While the Babadook is about a mother being plagued by a supernatural creature representing her grief, loneliness, and despair as a failed mother and lost partner, the men in The Shade are menaced by a hideous harpy being that likewise represents their grief, anxiety, emotions, and fears that they're not good enough and are slipping.
The film's impact comes from it's normalcy. How completely regular and everyday it is, and then suddenly there's this flash of an arm, or your worst fear slinking across the hall. And you can't say anything, because you are so scared it's not real and no one will believe you.
The film is from the masculine perspective and explores, in a subtle, tactful way underneath the horror premise, the damage done to men when women usurp and then block their natural communication amongst themselves and ways of processing.
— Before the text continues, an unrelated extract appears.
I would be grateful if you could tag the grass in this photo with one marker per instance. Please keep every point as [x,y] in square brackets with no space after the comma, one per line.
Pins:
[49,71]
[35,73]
The men are hobbled in facing their (literal) demon by the women in their lives who cannot even see the creature as real, as many women deny male emotions are real, yet still manage to make the men's experiences about their own feelings and what they need those men to provide for them. Even men speaking just amongst themselves are hindered, since they are hedged into feminine modes of therapy speak and must reframe their experience to be less offensive or obtrusive, apologizing even as they are ignored.
The inability to share in a masculine way and the reluctance to participate in an ineffectual-for-them feminine one leads to anxiety, panic attacks, and suicides as the Harpy creature infiltrates their lives.
It's not until they band together and take up their natural roles that they can face the demon down.